25. Mineral properties: Magnetism
The chemistry of certain minerals allows them to store an applied magnetic field. For example, magnetic minerals in a hard drive can be programmed to store information.
A bar magnet hanging from a sample of magnetite. Magnetite is an iron oxide (Fe3O4), and is naturally magnetic.

26. Mineral properties: Electrical conductivity
Electrical conductivity is mainly determined by the presence of metallic bonds. Metals have these bonds, which is why metals are favored for wires.
Copper’s electrical conductivity and resistance to corrosion make it ideal for electric wiring.
Copper can be found as a pure metal (native copper, Cu)
Copper is often beneficiated from minerals like chalcopyrite (CuFeS2).

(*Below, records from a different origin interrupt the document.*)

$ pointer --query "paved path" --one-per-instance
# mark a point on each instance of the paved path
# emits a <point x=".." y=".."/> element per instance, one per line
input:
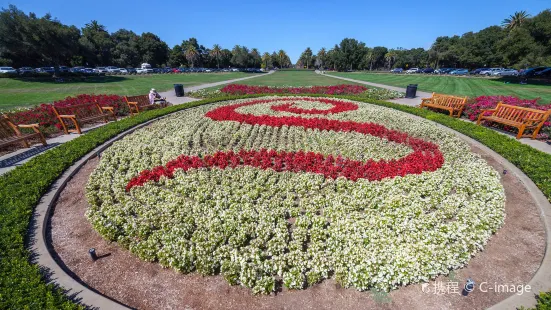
<point x="170" y="96"/>
<point x="415" y="102"/>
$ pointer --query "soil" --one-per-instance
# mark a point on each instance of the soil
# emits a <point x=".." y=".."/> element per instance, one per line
<point x="511" y="257"/>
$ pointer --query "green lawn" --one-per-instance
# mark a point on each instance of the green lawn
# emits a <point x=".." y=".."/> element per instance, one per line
<point x="291" y="78"/>
<point x="22" y="93"/>
<point x="463" y="86"/>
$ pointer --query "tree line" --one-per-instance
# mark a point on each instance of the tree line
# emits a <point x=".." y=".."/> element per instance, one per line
<point x="28" y="40"/>
<point x="521" y="41"/>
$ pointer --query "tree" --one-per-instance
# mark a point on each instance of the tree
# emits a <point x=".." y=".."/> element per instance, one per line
<point x="306" y="57"/>
<point x="192" y="55"/>
<point x="125" y="51"/>
<point x="516" y="20"/>
<point x="321" y="58"/>
<point x="390" y="57"/>
<point x="282" y="57"/>
<point x="266" y="60"/>
<point x="176" y="57"/>
<point x="254" y="58"/>
<point x="216" y="52"/>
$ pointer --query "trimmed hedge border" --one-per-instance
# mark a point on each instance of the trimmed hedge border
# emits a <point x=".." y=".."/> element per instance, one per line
<point x="22" y="284"/>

27. Mineral properties: Electrical conductivity
Minerals that have low electric conductivity will be used for insulators, which block and/or confine the electric current.
Image: FreeDigitalPhotos.net
Clay minerals such as kaolinite show very low electrical and thermal conductivity.
Ceramic insulators made from clay minerals are used for supporting electric power lines

28. Mineral properties: Thermal conductivity
Minerals can also be used to conduct or confine heat. Thermal conductivity is determined by both a mineral’s chemistry and crystalline structure
Clay minerals such as kaolinite show very low electrical and thermal conductivity.
Ceramic kitchen utensils made from clay minerals are used to confine the temperature of food and beverages

29. Mineral properties: Melting point
Different minerals melt at different temperatures. Minerals with high melting points are used for high temperature applications.
For example, the mineral graphite is used for lining furnaces and as crucibles for melting metals

30. Mineral properties: Response to stress
Different minerals/rocks behave differently under stress.
For example, while many minerals will shatter if hit with a hammer, gold is malleable. This allowed early people to easily shape it into ornaments.
Piezoelectricity is another property related to stress. An electric current is generated in piezoelectric minerals when a stress is applied. For example, a hammer hits a piezoelectric crystal, and this will generate a spark to ignite a cigarette lighter. The piezoelectricity of quartz allows it to be used to tell time (in quartz crystal watches), and piezoelectricity is also useful in transformers and motors.